Perhaps you do the same kind of thing, at least in some games. A lot of people practice the ‘racing game lean’, where you tip over sideways from the waist as your pretend car goes into a bend (and if you need to squeeze an extra quantum of turning power out of the vehicle, you tilt the joypad as well). Or maybe you hunch slightly when diving into cover in a shooter, attempting to retract your head tortoise-like into your shoulders under a hail of enemy bullets.
What is going on in this kind of psychomotor imitation of the virtual action? It looks like it must increase the cognitive load of playing the game, since we are changing the angle at which we view the screen as well as coordinating unnecessary muscle movements. My sympathetic half-jumping while playing OlliOlli on a handheld console, in particular, means I’m not even able to keep my full attention on the gameworld while my character is in the air. But I can’t help myself.
One way to interpret it would be as a kind of magical thinking, whereby the player unconsciously believes that her extra physical actions will somehow influence the game.
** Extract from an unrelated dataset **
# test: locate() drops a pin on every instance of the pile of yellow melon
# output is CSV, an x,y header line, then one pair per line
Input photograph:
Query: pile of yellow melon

And perhaps just such a diagnosis of this widespread habit was a factor in the development of motion-sensing technology like Kinect. “Hey, look at all these people implicitly wishing they could control games with their bodies! Let’s allow them to do just that!” But it turns out that players don’t want to do this, at least not all the time and in all games. Perhaps the psychomotor-imitation habit is just our automatic way of attempting to resolve the cognitive dissonance between the dynamic onscreen action and our own corporeal stillness. If so, we should expect that the more exciting the in-game motion is, the more our bodies will try to keep up with it. That seems to be the case for me with OlliOlli.
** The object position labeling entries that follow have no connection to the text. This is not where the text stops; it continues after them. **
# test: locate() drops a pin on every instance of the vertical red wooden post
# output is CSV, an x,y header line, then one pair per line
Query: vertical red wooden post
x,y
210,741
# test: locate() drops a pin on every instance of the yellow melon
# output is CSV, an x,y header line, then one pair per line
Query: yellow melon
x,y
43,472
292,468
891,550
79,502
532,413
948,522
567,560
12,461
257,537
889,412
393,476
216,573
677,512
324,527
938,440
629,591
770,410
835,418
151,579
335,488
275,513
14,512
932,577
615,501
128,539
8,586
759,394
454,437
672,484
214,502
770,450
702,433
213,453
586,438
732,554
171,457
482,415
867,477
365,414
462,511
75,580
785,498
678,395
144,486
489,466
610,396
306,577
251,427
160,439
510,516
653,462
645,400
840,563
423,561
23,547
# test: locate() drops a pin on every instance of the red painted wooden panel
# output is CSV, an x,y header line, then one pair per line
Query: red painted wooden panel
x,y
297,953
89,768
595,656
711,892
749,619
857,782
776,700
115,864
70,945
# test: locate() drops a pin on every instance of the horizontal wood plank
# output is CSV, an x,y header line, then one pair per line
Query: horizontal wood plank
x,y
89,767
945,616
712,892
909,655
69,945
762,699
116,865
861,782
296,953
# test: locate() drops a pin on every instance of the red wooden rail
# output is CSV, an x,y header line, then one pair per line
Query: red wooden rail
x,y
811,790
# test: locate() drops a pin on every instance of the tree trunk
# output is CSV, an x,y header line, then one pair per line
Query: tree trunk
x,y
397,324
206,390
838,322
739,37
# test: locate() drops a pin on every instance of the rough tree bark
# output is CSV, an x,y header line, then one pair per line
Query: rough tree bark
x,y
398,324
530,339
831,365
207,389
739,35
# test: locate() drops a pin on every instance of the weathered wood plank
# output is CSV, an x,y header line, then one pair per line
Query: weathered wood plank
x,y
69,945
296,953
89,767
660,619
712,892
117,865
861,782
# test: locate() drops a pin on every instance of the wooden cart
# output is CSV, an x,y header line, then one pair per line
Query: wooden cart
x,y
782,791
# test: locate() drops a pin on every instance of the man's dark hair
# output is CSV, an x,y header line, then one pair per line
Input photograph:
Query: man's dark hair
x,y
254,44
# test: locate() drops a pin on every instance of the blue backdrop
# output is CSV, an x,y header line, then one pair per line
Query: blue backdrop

Why, then, is the game’s apparently simple movement so thrilling? OlliOlli is a lesson in how a deliberately tricky control scheme can, once mastered, afford more pleasure than giving the player an easier ride from the start. Once you get the timing right, the rhythm of flying up into the air and then landing again becomes intoxicating. Arguably, there is not even any real-world analogue to the mandated inputs – it’s not as if you have to do anything while falling in real life to make sure you hit the ground. There was more structural verisimilitude in Nintendo’s snowboarding classic 1080° Snowboarding, which required you to match the angle of the board to that of the slope at the point of impact. OlliOlli substitutes for this a binary rhythm-action challenge, but the effect is the same: in both games, achieving humongous air is all the sweeter.
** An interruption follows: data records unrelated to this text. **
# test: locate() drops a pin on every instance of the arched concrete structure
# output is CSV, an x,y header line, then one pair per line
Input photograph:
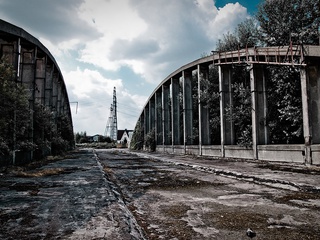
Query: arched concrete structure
x,y
173,121
37,69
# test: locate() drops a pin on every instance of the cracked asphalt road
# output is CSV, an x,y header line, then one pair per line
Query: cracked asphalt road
x,y
112,194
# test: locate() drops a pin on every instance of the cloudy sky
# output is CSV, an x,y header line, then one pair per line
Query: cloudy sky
x,y
128,44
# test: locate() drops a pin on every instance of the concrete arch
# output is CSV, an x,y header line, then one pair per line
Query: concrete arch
x,y
37,69
170,113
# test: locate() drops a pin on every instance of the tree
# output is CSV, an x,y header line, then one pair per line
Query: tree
x,y
282,21
14,111
137,139
284,105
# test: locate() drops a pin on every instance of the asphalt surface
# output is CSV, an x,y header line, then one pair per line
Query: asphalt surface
x,y
118,194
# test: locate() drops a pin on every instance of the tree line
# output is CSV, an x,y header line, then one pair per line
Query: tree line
x,y
276,23
26,128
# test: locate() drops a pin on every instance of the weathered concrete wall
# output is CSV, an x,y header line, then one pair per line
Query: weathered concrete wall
x,y
37,70
180,124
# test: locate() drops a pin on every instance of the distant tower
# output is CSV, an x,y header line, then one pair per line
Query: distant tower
x,y
112,125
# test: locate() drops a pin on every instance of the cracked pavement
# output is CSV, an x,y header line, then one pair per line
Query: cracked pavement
x,y
118,194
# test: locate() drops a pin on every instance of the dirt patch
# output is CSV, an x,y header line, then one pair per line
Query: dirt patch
x,y
312,170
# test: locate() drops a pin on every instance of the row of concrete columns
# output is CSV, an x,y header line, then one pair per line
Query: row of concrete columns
x,y
40,75
170,127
In the satisfactions of getting its timing right, OlliOlli also reminds me of the beautifully gratuitous musical follies that are the reward level at the end of each world in Rayman Legends. Here, Ubisoft’s modern classic becomes a rhythm-action platformer as you race through a level cleverly designed to match the beat structure of the music. Mariachi Madness, deliriously scored to a guitar-and-kazoo version of the Rocky theme music, has a moment with two undulating snakes, one safe (green) and one fatal (red and spiky). It results in baffling repeated instadeath until you figure out that you should jump in time with the music, and then it’s a comedy rush all the way home.
We all have our favourite example of videogame jump engineering: Manic Miner and Jet Set Willy’s parabolic sound effect somehow made the jumping endlessly entertaining. (I never quite understood, on the other hand, why the allegedly ‘floaty’ jumping in LittleBigPlanet made some people angry.) And the Mario games, of course, are the kings of jumping as both symbolic expression of freedom and also comedy weapon. It is as much in this lineage as in that of indie-sports games, I think, that OlliOlli deserves to take a creditable place. It is essentially a platform game.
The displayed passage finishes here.